Au tournant des années 2000, l'État de Vaud veut réformer sa Banque Cantonale Vaudoise (BCV). Le projet de loi soumis au Grand Conseil ouvre la voie à une privatisation partielle : réduire la part de l'État au capital et donner davantage de marge de manœuvre à l'établissement.
La gauche — Parti socialiste, Verts, associations de consommateurs et de locataires — refuse ce desserrement du contrôle public et lance un référendum, au nom du maintien d'une banque au service de l'économie locale et des régions.
Le 23 septembre 2001, le peuple vaudois refuse la loi par 55,4 % des voix (41 206 non contre 33 161 oui). L'État reste l'actionnaire majoritaire. Un an plus tard, la BCV s'effondre — et c'est le contribuable, resté propriétaire, qui paiera l'addition.

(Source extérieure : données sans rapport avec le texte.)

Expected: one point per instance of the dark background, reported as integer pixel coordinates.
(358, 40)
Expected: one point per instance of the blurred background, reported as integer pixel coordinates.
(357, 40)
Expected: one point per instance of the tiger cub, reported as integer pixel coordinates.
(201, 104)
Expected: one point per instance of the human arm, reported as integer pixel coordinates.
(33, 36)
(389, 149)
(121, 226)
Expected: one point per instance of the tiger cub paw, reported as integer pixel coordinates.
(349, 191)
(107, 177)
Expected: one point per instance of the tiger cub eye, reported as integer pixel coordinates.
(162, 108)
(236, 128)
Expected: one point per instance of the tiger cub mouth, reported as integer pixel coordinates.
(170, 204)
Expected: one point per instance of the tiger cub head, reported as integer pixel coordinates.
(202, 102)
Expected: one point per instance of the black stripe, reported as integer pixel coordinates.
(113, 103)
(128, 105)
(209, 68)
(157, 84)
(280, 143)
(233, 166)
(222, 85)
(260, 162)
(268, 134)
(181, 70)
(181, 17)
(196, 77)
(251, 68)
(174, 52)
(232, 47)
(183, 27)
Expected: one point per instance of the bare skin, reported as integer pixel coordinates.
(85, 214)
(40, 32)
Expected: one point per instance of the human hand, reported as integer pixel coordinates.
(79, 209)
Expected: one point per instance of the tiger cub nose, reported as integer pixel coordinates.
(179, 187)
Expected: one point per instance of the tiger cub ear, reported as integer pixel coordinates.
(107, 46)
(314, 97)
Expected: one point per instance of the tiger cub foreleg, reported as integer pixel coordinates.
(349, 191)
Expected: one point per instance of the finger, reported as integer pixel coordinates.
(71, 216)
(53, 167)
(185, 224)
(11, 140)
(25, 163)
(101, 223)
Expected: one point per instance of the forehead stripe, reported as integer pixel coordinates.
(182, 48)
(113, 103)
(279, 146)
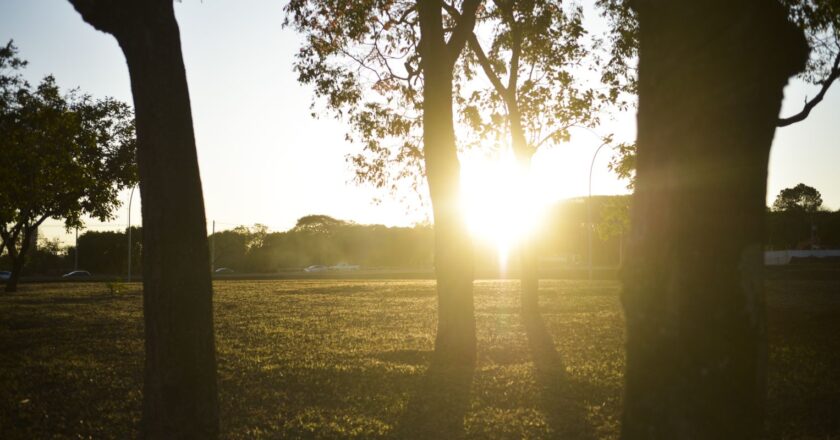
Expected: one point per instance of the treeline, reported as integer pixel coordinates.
(320, 239)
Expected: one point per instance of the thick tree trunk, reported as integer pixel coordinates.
(179, 393)
(711, 76)
(456, 340)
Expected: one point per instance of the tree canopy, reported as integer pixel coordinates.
(800, 198)
(72, 154)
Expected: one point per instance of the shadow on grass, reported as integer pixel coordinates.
(437, 407)
(561, 398)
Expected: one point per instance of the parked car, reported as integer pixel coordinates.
(77, 274)
(316, 268)
(345, 266)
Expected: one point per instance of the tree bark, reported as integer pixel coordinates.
(179, 393)
(711, 76)
(18, 257)
(456, 339)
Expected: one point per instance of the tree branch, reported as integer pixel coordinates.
(809, 105)
(484, 62)
(464, 28)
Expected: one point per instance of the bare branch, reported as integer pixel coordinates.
(809, 105)
(464, 28)
(484, 62)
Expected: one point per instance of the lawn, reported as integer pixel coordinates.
(327, 359)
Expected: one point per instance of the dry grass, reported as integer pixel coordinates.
(326, 359)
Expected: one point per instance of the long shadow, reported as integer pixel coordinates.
(437, 407)
(562, 398)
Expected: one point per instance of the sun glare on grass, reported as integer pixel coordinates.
(502, 201)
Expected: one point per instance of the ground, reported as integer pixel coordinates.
(328, 358)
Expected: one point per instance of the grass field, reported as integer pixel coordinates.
(327, 359)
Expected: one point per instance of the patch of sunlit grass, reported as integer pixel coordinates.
(344, 359)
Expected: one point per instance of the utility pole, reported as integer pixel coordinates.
(589, 207)
(130, 198)
(76, 253)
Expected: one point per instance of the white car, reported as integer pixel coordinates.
(316, 268)
(345, 266)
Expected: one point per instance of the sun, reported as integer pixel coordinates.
(501, 200)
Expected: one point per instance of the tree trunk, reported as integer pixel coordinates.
(456, 339)
(528, 258)
(179, 393)
(18, 259)
(711, 76)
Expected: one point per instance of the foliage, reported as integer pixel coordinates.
(344, 359)
(820, 19)
(72, 154)
(801, 198)
(362, 58)
(536, 55)
(614, 218)
(623, 163)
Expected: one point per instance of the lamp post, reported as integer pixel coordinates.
(589, 206)
(130, 198)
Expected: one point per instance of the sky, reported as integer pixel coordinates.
(265, 159)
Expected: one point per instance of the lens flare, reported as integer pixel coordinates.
(501, 201)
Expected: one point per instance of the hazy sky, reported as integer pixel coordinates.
(264, 159)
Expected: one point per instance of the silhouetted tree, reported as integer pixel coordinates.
(533, 63)
(801, 198)
(366, 59)
(180, 398)
(67, 156)
(710, 83)
(818, 19)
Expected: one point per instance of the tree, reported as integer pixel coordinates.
(693, 280)
(180, 398)
(71, 154)
(387, 67)
(535, 54)
(801, 198)
(818, 19)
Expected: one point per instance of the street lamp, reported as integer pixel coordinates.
(589, 206)
(130, 198)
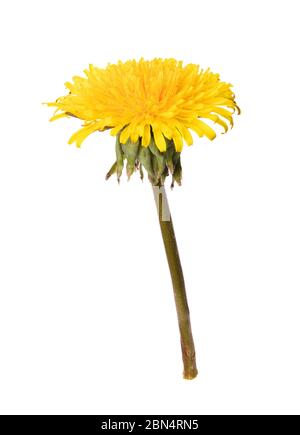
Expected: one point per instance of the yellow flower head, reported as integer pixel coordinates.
(143, 102)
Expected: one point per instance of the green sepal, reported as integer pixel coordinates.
(130, 149)
(169, 156)
(158, 160)
(112, 171)
(177, 175)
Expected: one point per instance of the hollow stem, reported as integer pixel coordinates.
(169, 239)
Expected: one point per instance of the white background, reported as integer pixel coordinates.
(87, 319)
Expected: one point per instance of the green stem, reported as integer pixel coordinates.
(169, 239)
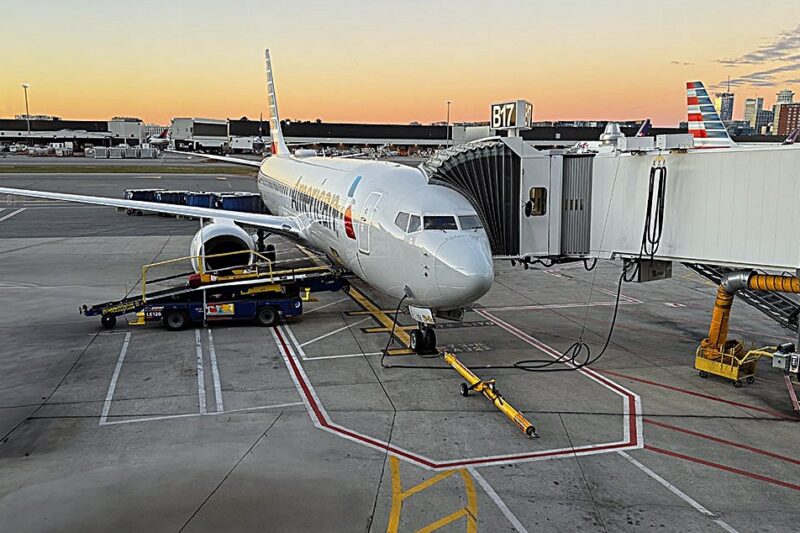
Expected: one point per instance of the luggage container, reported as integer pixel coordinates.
(245, 202)
(170, 197)
(141, 195)
(201, 199)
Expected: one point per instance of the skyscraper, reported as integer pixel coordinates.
(763, 120)
(751, 108)
(724, 106)
(784, 97)
(788, 120)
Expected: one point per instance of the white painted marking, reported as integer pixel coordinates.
(679, 493)
(191, 415)
(13, 213)
(212, 352)
(326, 305)
(201, 380)
(334, 332)
(555, 306)
(308, 393)
(515, 523)
(114, 378)
(342, 356)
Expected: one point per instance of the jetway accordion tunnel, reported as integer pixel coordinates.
(487, 174)
(717, 340)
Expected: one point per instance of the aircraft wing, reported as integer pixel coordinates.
(226, 159)
(288, 226)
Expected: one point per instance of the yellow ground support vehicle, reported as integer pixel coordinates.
(734, 363)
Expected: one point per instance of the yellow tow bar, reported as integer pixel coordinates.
(488, 389)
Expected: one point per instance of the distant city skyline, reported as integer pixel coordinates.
(358, 61)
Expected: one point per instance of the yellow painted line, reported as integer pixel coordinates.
(470, 511)
(397, 499)
(452, 517)
(472, 501)
(362, 313)
(381, 329)
(379, 315)
(441, 476)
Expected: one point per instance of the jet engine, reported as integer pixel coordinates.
(221, 237)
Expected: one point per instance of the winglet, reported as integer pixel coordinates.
(704, 123)
(278, 144)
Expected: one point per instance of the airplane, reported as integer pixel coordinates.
(705, 125)
(160, 140)
(707, 128)
(384, 222)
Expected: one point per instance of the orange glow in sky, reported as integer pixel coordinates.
(349, 61)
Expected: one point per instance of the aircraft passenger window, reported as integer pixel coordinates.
(470, 222)
(401, 221)
(440, 222)
(414, 223)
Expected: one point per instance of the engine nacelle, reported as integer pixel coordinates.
(221, 237)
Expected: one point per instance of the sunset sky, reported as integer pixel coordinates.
(373, 61)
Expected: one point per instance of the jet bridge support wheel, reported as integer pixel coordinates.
(269, 253)
(108, 321)
(422, 340)
(429, 339)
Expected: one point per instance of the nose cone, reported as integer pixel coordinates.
(464, 269)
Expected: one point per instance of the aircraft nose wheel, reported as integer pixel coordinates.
(422, 341)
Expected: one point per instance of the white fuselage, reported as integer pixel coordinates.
(436, 268)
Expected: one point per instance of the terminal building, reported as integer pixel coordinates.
(244, 135)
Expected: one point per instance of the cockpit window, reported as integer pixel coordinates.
(414, 223)
(440, 222)
(401, 221)
(469, 222)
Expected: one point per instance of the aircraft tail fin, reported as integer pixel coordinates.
(704, 123)
(278, 143)
(644, 130)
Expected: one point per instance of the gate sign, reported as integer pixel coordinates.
(512, 115)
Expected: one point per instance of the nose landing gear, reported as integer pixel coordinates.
(423, 340)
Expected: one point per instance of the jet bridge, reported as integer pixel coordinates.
(735, 207)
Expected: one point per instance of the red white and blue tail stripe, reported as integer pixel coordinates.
(704, 123)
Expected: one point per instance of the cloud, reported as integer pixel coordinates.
(787, 42)
(761, 78)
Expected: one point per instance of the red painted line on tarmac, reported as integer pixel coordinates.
(725, 468)
(699, 394)
(792, 395)
(322, 420)
(722, 441)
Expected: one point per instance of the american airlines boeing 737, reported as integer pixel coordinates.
(382, 221)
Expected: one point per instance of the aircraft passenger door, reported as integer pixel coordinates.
(365, 221)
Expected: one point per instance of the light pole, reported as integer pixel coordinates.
(27, 111)
(448, 122)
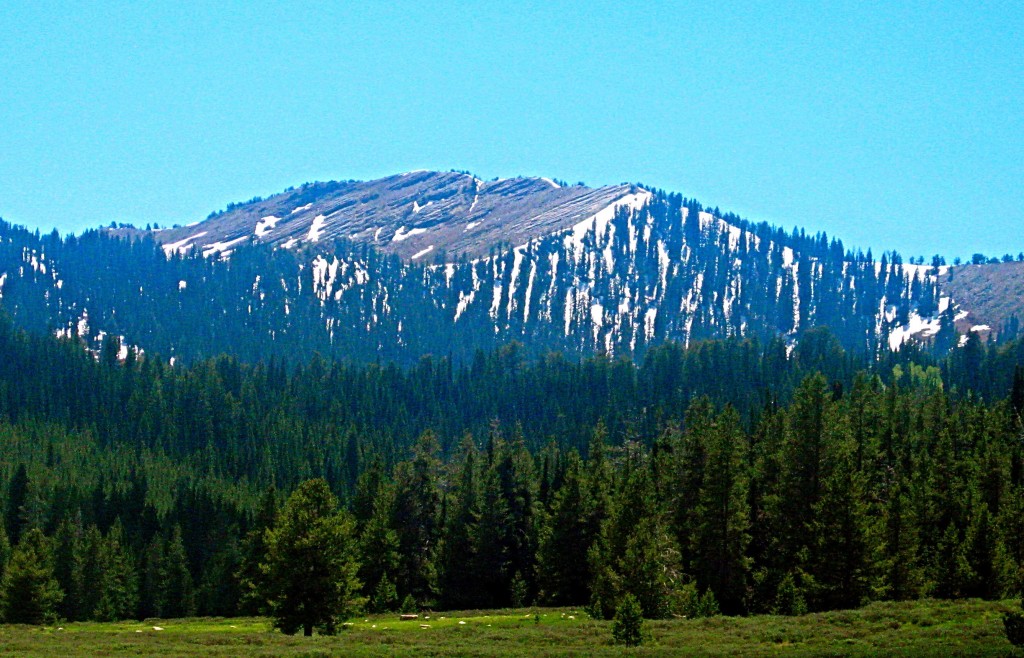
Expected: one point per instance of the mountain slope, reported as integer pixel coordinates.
(411, 215)
(445, 264)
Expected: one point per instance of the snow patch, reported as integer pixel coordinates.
(400, 235)
(925, 326)
(218, 248)
(599, 222)
(423, 252)
(315, 229)
(264, 225)
(181, 246)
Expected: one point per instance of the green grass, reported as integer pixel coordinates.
(914, 628)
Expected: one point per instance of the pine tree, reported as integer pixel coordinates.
(249, 575)
(151, 597)
(379, 547)
(460, 587)
(119, 587)
(17, 496)
(562, 573)
(722, 516)
(628, 628)
(417, 512)
(30, 593)
(177, 591)
(310, 568)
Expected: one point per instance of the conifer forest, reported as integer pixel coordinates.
(731, 476)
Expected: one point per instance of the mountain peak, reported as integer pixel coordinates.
(412, 215)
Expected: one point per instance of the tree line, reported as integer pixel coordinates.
(725, 477)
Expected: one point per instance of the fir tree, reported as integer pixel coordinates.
(310, 568)
(30, 593)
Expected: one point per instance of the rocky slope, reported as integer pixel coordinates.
(445, 263)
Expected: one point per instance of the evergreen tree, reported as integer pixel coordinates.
(310, 569)
(30, 593)
(17, 497)
(249, 575)
(563, 577)
(417, 511)
(628, 628)
(722, 516)
(177, 591)
(119, 586)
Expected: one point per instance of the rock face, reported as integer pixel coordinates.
(418, 215)
(444, 263)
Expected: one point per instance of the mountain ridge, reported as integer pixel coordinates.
(429, 262)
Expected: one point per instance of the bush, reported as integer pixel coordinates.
(628, 627)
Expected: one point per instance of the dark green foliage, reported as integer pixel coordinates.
(30, 594)
(892, 480)
(310, 567)
(628, 627)
(1014, 624)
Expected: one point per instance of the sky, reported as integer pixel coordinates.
(890, 125)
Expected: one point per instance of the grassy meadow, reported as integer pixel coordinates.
(924, 627)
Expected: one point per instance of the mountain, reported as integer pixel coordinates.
(446, 263)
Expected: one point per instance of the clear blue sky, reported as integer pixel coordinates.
(890, 125)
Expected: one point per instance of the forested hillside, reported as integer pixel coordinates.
(728, 475)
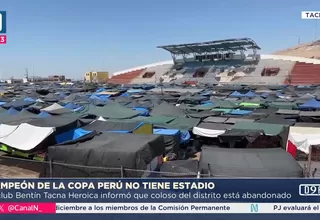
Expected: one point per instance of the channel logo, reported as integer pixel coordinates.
(3, 22)
(310, 15)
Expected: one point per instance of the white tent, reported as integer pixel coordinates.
(6, 130)
(26, 136)
(52, 107)
(303, 137)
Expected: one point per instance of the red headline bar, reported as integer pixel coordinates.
(27, 208)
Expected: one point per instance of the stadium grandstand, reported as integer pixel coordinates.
(234, 61)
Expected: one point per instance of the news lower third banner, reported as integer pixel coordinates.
(144, 196)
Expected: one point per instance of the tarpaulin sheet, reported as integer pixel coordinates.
(71, 135)
(108, 150)
(225, 162)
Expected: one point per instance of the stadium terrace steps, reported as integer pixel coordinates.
(255, 77)
(159, 71)
(305, 74)
(125, 78)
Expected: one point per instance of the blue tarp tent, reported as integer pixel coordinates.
(125, 94)
(184, 135)
(71, 135)
(240, 112)
(250, 94)
(236, 94)
(206, 103)
(143, 111)
(100, 97)
(12, 111)
(62, 95)
(312, 104)
(100, 90)
(135, 91)
(29, 99)
(43, 115)
(71, 105)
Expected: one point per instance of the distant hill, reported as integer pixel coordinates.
(308, 50)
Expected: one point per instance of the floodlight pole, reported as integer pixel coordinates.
(316, 31)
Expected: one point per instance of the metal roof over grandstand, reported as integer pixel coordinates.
(212, 46)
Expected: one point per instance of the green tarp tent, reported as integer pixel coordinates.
(283, 105)
(269, 129)
(113, 110)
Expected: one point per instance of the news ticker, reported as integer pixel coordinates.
(178, 191)
(160, 208)
(3, 27)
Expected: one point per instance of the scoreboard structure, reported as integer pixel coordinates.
(3, 27)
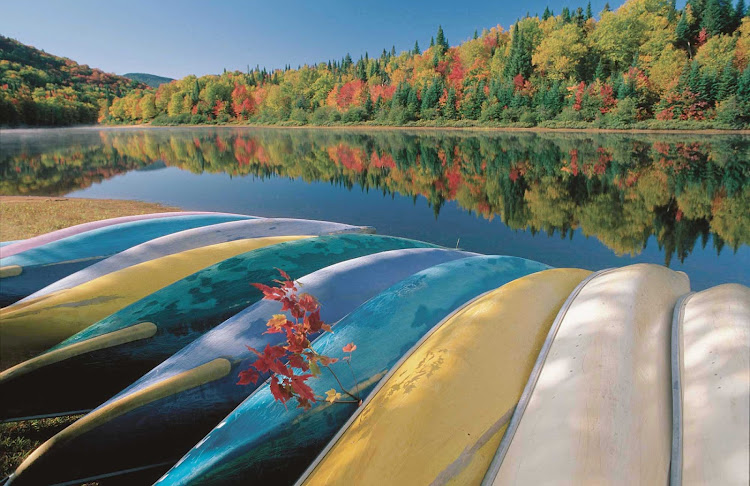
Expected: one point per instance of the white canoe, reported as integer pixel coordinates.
(196, 238)
(711, 387)
(597, 407)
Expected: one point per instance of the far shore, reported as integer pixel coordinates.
(370, 128)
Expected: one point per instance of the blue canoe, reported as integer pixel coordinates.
(196, 238)
(262, 442)
(174, 416)
(25, 273)
(142, 335)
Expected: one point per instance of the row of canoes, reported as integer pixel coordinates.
(472, 368)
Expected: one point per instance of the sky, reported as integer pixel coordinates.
(176, 38)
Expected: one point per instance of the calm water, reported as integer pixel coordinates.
(566, 199)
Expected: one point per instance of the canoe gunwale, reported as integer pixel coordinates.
(536, 371)
(311, 468)
(676, 351)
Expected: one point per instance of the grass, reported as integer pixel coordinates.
(24, 217)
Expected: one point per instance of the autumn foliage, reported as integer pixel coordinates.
(292, 363)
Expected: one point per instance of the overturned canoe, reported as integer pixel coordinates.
(166, 412)
(597, 408)
(91, 366)
(34, 326)
(446, 406)
(25, 273)
(244, 446)
(33, 242)
(196, 238)
(711, 392)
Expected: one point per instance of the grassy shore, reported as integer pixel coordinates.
(24, 217)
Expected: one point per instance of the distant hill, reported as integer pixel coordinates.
(150, 79)
(37, 88)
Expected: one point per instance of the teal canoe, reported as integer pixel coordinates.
(263, 442)
(166, 412)
(27, 272)
(106, 357)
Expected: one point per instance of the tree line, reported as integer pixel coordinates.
(646, 64)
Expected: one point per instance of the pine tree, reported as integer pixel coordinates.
(440, 40)
(450, 105)
(727, 82)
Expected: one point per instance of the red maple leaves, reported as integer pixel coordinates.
(293, 362)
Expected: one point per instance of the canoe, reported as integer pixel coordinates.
(94, 364)
(165, 416)
(245, 447)
(447, 425)
(27, 244)
(198, 237)
(34, 326)
(597, 407)
(25, 273)
(711, 387)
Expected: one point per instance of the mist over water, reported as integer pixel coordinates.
(589, 200)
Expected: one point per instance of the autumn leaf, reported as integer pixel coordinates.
(332, 395)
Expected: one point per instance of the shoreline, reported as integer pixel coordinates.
(632, 131)
(23, 217)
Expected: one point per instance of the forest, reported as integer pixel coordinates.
(37, 88)
(622, 189)
(646, 64)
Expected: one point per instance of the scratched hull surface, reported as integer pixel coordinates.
(181, 313)
(29, 243)
(711, 444)
(245, 445)
(425, 409)
(34, 326)
(45, 264)
(600, 408)
(195, 238)
(165, 426)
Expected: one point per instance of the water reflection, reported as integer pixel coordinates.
(621, 189)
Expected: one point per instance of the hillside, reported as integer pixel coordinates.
(150, 79)
(40, 89)
(644, 65)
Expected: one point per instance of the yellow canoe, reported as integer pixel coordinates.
(711, 396)
(438, 417)
(31, 327)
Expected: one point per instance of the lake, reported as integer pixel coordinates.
(589, 200)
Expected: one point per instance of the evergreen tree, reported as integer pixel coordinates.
(412, 104)
(440, 40)
(450, 111)
(717, 17)
(727, 82)
(566, 15)
(739, 13)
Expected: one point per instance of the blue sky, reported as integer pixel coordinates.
(177, 38)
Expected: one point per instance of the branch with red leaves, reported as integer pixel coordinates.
(293, 362)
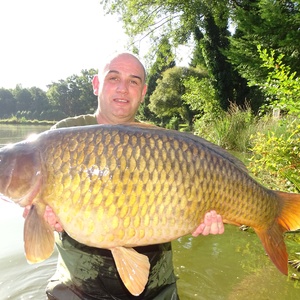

▲ Oui à la loi (44,6 %) Les partisans de la loi — droite et milieux économiques — réunissent 44,6 % des voix (33 161 oui). Insuffisant. | ▼ Non à la loi (55,4 %) — l'emporte Le référendum de la gauche l'emporte avec 55,4 % de Non (41 206 voix). L'État reste actionnaire majoritaire de la BCV. |
Les acteurs en présence
▲ Camp du Oui (pour la loi) • Le Conseil d'État et la majorité du Grand Conseil • La droite (Radicaux/Libéraux, UDC) et les milieux économiques • Les partisans d'une banque plus autonome, moins dépendante de l'État | ▼ Camp du Non (référendaires) • Le Parti socialiste et Les Verts, à l'origine du référendum • Les associations de consommateurs et de locataires • Les défenseurs d'une banque cantonale au service de l'économie locale et des régions |
Arguments et verdicts
▲ Arguments POUR (camp du Oui) Donner à la BCV les moyens de se moderniser « une banque trop dépendante de l'État manque d'agilité » Verdict : ✗~ Démenti — mais pas comme prévu. La suite a montré que le problème n'était pas le statut public mais la gouvernance : une gestion des risques défaillante (crédits douteux, expansion hasardeuse) a provoqué la quasi-faillite de 2002. Source : RTS ; Le Temps ; rapport de la commission d'enquête Réduire l'exposition du contribuable « l'État ne devrait pas porter seul le risque bancaire » Verdict : ✓ Tragiquement confirmé. Resté actionnaire majoritaire, le canton a dû participer au sauvetage : une augmentation de capital d'environ 1,25 milliard en 2003, dont des centaines de millions à la charge de l'État. Source : Le Temps ; archives BCV | ▼ Arguments CONTRE (camp du Non) Préserver une banque au service de l'économie locale « garder une BCV publique, proche des régions et des PME » Verdict : ✓~ Objectif atteint, prix élevé. La BCV est bien restée majoritairement publique. Mais ce choix a fait peser sur le contribuable le coût du sauvetage de 2002-2003, très éloigné de la mission de proximité défendue. Source : swissinfo ; Le Temps Une loi « dangereuse et peut-être inapplicable » « le projet fragilise le contrôle public sans garde-fous » Verdict : ✗~ Largement démenti. Le danger n'est pas venu de la loi rejetée mais de la banque elle-même : pertes de 1,2 milliard, limogeage du président Gilbert Duchoud, commission d'enquête parlementaire et procédures pénales contre d'anciens dirigeants. Source : RTS ; Le Temps |
Le bilan, en chiffres
✗ 55,4% de Non le 23.09.2001 (loi refusée) | ! 2002 effondrement de la BCV, ~1,2 mia de pertes | ! ~1,25 mia recapitalisation (2003), en partie à la charge de l'État | ! CEP + procès enquête parlementaire et poursuites pénales contre d'ex-dirigeants |
Le vote de 2001 sur la BCV fut d'abord un affrontement idéologique gauche-droite sur le rôle de l'État : fallait-il desserrer l'emprise publique sur la banque cantonale ? La gauche, par référendum, a dit non.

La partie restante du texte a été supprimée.